Check these lecture notes about ESD

U can use the HBM and MBM mentioned to build a test bench that measures the maximum current when the switch closes, and compare that current to the maximum current ur circuit can withstand.

simple simulation can not give the accurate result

ESD works different after 1st breakdown

pay more attention to your ESD cell layout, current orientation, current density, metal width...

you can get help from the book "ESD in Silicon Integrated Circuits".

You must add breakdown characteristic to your device model for ESD simulation. Besides it, thermal model should be added for more accurate results.

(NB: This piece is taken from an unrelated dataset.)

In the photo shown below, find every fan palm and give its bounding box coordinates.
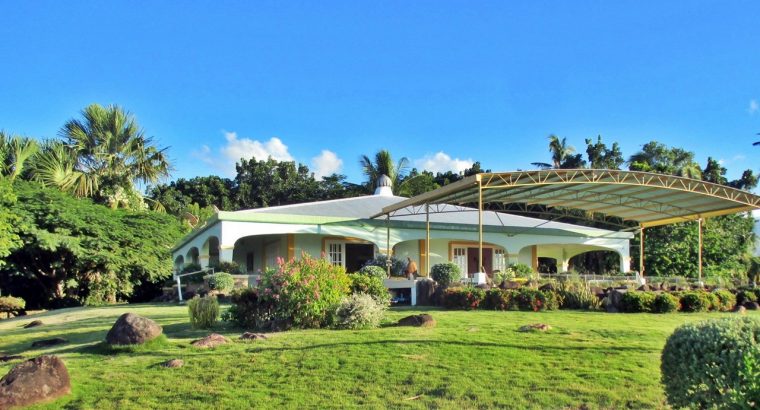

simulation might give you some idea of the turn-on characteristic of the mos-clamps or diode strings, but due to the simulator and device modeling limitation, it won't predict accurate behavior after device breakdown, so you must collect data from silicon to know where your cliff is. and it is a tough job...

katrin said:

Are there test bench available (for example, with Human boday model, 2KV)with which the ESD protection circuit can be simulated?

Click to expand...

i am doing EQUIVALENT CIRCUIT MODEL FOR ESD PROTECTN DEVICES IS mini project in M.Tech .
i dont know which tool are use for simulation plz help me.

Here is basic HBM model,
During HBM ESD testing, the HBM test circuit must apply a pulse that meets the requirements shown in Figure 2. The rise time of the HBM ESD pulse, tR, which is measured between the time the pulse reaches 10% of its peak current to the time the pulse reaches 90% of its peak current, must be between 5 to 9 nanoseconds long on the average. On the other hand, the time delay tD, which is the time it takes for the pulse to decay from 100% to 37% of its peak current, must be 150 +/- 20 nanoseconds long. The HBM pulse peak current at 400 V must be 0.27 +/- 10% A.

There is a canonical HBM ESD model. In simulation it's easy to
modify it such that the switch and capacitor are replaced with
a pulse source and series cap of same value. You could then
extend this to parameterized sources to enable full pin-pin ESD
performance analysis.

But it all depends on having a decent model of the clamp and
back-diode elements, which is not always available in the foundry
PDK.

Using a TLP and 'scope you can get short-time breakdown and
series resistance fitted. I use a degenerate zener model (forward
I-V and capacitance params are zeroed, so as not to affect the
presumably well modeled core clamp FET forward characteristics)
and fit the reverse characteristics so that the composite, clamp
+ "breakdown model", matches bench.

ESD clamps will walk in or walk out with repetitive stress. The
good ones will walk out (breakdown voltage increase, leakage
decrease) asymptotically; one that does the opposite is
unreliable and a poor choice. Maybe you only get one though.

Begin with the simple problem - does, or does not your clamp
element show a reasonable breakdown I-V, or is better than
reasonable (i.e. accurate)?

Now if you want to impress, find a way to simulate the Joule
energy shed in the clamp and its adiabatic temperature rise
(depending on device thermal mass <- volume <- params &
vertical details - SOI, etc.). And pay heed to current crowding
and the parasitic resistance mesh, which determine how well
you spread the power to keep the peak temp below damage
threshold. Of course you don't know this limit a priori, you
would determine it by a pulsed-power-to-blow series of zaps
on some test device, or devices employing different layout
styles to gauge best practices.